Egyptian monumental architecture, which is essentially a columnar and trabeated style, was mainly employed on pyramids, tombs, and temples, in contrast to the Assyrian, its nearest in age, which was devoted to spacious palaces for warrior-kings. Egyptian temples (p. 23), approached by impressive avenues of sphinxes—mythical monsters, each with the body of a lion and the head of a man, hawk, ram, or woman—possess in their massive pylons, great courts, hypostyle halls, mysterious chambers, and dark corridors a special character ; for each temple grew according to the increasing requirements of a powerful priesthood, or to satisfy the pious ambition of successive kings.

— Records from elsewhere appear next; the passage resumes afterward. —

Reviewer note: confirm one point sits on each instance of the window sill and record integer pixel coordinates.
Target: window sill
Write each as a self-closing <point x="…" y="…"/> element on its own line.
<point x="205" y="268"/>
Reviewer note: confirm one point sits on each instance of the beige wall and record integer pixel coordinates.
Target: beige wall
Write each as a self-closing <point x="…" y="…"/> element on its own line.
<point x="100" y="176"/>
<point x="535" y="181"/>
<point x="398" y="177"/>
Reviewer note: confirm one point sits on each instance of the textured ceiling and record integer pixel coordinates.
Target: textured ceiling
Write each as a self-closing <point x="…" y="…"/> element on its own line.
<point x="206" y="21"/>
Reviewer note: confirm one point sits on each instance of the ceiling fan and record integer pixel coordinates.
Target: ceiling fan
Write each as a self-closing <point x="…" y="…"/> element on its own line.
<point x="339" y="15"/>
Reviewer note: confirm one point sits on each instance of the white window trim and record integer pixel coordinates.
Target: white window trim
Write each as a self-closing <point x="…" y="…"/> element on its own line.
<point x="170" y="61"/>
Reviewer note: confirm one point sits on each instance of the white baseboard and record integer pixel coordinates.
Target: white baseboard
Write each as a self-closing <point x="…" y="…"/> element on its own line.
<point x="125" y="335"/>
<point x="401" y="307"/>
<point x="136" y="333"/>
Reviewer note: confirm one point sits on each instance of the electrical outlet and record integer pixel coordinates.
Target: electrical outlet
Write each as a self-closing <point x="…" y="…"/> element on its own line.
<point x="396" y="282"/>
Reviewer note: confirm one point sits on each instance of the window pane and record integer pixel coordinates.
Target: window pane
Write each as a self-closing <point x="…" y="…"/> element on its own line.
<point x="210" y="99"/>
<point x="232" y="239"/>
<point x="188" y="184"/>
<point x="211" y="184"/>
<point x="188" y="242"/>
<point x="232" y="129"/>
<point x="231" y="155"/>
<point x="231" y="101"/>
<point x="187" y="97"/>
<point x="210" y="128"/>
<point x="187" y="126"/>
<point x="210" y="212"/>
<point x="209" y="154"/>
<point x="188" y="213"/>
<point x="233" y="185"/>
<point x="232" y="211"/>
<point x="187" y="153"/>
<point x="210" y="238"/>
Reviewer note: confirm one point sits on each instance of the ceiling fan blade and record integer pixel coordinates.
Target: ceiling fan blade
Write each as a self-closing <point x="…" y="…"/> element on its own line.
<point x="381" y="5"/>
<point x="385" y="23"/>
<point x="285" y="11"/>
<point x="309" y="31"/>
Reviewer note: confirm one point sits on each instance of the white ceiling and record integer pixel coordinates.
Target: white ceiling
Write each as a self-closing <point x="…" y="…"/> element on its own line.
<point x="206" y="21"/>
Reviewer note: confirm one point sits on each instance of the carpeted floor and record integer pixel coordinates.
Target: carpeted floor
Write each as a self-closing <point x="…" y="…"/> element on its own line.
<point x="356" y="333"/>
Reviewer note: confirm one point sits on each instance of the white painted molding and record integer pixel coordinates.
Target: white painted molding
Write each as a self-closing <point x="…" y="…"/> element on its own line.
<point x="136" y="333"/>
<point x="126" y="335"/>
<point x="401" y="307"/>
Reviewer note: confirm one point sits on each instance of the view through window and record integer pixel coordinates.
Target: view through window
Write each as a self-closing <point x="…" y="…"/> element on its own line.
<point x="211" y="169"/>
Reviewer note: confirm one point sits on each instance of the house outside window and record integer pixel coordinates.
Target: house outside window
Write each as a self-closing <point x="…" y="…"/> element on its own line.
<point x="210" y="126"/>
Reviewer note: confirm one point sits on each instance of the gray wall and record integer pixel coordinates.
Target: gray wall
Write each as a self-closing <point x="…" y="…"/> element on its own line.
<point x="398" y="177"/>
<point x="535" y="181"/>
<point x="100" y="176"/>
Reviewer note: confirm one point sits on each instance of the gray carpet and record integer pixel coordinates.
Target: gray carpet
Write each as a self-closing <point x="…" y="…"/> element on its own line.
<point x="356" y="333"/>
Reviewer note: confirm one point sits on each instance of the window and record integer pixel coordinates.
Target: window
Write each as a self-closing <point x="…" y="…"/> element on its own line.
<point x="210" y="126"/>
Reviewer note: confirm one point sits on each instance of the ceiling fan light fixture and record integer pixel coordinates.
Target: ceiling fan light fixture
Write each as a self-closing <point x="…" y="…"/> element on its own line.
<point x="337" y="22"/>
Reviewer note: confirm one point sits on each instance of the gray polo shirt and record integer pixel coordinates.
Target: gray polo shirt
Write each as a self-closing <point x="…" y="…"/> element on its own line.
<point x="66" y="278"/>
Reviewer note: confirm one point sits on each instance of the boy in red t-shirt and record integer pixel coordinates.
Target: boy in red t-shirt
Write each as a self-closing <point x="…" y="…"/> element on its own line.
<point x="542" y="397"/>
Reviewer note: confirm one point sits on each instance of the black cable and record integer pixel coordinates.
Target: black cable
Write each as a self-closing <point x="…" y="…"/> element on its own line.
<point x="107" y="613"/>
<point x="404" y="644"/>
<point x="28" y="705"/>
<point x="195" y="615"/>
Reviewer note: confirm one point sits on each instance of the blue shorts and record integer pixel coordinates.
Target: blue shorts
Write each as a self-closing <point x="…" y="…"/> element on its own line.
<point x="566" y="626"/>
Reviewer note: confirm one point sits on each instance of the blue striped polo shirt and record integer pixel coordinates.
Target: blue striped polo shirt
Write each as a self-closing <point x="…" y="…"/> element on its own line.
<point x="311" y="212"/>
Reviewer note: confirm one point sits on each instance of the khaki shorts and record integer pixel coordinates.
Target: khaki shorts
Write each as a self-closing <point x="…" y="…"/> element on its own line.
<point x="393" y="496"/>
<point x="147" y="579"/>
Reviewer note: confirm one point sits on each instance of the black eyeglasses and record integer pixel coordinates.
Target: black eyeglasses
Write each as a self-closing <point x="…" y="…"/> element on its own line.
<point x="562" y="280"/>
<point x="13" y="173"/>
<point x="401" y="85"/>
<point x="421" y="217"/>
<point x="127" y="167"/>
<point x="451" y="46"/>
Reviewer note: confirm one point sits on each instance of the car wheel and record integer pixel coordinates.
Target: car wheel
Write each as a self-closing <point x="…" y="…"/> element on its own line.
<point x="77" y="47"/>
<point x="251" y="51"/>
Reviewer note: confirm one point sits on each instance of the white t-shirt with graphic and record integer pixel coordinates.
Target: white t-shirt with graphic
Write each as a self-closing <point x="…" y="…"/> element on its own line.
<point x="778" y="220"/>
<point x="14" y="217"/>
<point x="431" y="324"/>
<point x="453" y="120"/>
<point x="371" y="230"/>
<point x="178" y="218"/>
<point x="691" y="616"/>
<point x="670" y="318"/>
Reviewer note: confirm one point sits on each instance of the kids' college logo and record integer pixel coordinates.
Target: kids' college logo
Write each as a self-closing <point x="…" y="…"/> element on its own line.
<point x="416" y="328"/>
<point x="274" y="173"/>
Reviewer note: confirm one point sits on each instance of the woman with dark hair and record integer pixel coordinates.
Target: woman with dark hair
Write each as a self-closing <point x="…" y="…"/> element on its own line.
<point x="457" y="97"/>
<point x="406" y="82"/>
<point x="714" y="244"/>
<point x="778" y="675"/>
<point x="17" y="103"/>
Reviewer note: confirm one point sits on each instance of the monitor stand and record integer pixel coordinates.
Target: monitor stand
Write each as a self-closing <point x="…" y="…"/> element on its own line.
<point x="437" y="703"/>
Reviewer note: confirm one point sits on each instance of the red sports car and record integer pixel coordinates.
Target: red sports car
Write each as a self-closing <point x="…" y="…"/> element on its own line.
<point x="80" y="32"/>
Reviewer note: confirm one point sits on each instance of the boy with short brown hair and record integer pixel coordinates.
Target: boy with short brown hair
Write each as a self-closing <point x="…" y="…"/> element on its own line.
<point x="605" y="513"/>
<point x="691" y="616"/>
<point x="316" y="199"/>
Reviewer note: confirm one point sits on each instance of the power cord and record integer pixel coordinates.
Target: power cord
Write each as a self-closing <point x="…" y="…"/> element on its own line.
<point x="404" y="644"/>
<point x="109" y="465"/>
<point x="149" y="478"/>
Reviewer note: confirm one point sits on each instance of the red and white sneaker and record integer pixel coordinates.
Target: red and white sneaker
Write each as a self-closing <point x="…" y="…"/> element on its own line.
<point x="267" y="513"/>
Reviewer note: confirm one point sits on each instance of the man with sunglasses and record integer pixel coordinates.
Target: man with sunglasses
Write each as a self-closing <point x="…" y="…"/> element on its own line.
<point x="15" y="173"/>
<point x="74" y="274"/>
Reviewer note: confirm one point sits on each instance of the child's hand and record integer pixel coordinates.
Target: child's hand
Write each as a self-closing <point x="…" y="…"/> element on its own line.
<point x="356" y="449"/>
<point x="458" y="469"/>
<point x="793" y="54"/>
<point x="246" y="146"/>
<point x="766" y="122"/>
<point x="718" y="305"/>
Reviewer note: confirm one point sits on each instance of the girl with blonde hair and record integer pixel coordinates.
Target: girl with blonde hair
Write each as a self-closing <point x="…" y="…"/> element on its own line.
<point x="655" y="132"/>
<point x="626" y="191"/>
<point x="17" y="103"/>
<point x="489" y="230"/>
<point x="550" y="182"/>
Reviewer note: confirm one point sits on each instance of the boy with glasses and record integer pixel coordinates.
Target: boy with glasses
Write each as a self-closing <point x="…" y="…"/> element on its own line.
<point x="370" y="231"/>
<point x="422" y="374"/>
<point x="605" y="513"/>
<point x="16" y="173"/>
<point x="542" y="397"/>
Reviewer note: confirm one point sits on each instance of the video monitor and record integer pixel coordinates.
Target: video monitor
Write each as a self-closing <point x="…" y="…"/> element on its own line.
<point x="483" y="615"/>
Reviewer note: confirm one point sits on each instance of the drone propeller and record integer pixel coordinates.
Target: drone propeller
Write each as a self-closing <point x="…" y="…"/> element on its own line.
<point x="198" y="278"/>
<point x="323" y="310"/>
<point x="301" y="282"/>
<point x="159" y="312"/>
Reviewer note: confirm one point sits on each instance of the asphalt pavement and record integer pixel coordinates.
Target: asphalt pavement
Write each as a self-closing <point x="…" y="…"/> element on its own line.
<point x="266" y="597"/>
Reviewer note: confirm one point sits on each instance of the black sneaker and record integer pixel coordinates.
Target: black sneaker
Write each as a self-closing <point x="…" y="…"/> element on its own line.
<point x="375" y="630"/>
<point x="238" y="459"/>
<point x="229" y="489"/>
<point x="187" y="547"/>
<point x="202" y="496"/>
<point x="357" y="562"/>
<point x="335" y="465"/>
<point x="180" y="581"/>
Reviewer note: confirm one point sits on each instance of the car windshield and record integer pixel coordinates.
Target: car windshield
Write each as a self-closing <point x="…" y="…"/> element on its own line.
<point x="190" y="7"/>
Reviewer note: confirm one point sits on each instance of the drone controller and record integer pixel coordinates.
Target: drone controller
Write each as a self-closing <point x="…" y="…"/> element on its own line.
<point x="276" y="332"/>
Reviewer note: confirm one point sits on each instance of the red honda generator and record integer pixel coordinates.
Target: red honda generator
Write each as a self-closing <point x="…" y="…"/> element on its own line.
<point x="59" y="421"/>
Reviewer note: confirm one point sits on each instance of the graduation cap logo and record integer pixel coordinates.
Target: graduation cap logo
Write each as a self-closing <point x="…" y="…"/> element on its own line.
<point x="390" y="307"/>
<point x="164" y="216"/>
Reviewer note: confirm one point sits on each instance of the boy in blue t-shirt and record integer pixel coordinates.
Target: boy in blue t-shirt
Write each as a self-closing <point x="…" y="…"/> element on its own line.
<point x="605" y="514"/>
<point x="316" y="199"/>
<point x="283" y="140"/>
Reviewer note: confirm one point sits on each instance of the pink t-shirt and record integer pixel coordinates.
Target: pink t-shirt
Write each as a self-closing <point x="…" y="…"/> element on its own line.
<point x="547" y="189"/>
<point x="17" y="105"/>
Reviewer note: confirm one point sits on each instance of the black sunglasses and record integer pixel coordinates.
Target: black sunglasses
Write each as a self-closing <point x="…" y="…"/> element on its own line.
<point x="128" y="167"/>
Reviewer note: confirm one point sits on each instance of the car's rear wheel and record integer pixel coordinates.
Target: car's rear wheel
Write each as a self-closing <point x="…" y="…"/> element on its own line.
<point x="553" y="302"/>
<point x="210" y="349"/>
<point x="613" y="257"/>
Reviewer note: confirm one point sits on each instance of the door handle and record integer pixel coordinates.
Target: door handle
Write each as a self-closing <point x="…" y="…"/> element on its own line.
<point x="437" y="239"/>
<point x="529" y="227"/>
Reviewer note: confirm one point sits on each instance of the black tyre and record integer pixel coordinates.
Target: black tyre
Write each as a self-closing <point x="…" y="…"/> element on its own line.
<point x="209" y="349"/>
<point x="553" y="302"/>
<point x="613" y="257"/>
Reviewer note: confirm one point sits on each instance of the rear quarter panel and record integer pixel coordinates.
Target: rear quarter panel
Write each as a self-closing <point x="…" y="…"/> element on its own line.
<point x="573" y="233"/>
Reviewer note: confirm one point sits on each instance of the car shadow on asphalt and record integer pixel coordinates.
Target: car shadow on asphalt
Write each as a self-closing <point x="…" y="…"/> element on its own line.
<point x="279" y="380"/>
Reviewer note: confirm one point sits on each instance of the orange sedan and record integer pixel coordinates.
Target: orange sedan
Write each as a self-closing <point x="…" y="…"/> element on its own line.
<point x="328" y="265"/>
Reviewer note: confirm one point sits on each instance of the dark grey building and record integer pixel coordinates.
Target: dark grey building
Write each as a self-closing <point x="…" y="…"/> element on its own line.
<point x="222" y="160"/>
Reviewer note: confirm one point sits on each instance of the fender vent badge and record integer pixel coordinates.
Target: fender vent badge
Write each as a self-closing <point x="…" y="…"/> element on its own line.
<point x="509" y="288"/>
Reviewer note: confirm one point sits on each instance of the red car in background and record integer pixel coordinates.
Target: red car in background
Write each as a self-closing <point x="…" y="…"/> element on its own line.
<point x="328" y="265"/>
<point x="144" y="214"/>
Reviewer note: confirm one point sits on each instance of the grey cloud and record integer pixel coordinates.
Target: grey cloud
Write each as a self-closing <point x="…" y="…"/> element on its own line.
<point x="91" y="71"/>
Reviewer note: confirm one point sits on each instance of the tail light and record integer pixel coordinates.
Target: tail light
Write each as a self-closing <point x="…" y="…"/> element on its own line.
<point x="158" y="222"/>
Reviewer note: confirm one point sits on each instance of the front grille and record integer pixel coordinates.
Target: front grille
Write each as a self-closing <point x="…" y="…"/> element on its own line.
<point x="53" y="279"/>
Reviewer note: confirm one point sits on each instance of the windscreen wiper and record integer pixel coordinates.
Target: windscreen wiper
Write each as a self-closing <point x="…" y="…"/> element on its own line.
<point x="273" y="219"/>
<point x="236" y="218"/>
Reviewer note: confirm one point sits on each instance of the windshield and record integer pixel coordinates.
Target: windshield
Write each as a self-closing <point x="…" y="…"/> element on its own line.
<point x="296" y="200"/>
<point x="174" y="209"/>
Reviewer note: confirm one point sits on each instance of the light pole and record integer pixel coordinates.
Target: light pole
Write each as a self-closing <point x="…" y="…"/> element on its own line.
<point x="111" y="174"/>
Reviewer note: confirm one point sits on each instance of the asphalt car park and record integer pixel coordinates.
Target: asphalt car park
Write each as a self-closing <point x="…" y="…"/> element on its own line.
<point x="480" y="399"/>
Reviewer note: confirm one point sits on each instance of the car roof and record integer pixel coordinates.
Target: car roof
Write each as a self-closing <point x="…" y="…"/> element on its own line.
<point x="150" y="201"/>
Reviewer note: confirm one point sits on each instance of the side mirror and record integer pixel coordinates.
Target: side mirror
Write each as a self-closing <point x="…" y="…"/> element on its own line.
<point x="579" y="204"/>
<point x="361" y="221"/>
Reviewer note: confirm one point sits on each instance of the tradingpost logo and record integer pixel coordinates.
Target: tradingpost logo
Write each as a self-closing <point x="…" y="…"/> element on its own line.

Greek temples were each planned as one homogeneous whole, to shelter the statue of the god, and the component parts were all essential to the complete design, while Egyptian temples were often nothing but a string of successive buildings diminishing in height behind their imposing pylons.

Egyptian architecture proceeded along uninterrupted traditions, and when necessity dictated a change in the methods of construction or in the materials used, the traditional forms, hallowed by long use, were perpetuated in spite of novel conditions. It is impressive by its solemnity and gloom as well as by its ponderous solidity, which suggests that the buildings were intended to last to all eternity. This idea is not without foundation when we realise that the avowed purpose of the pyramids was to preserve the body for the return of the soul after long aeons of uncounted time.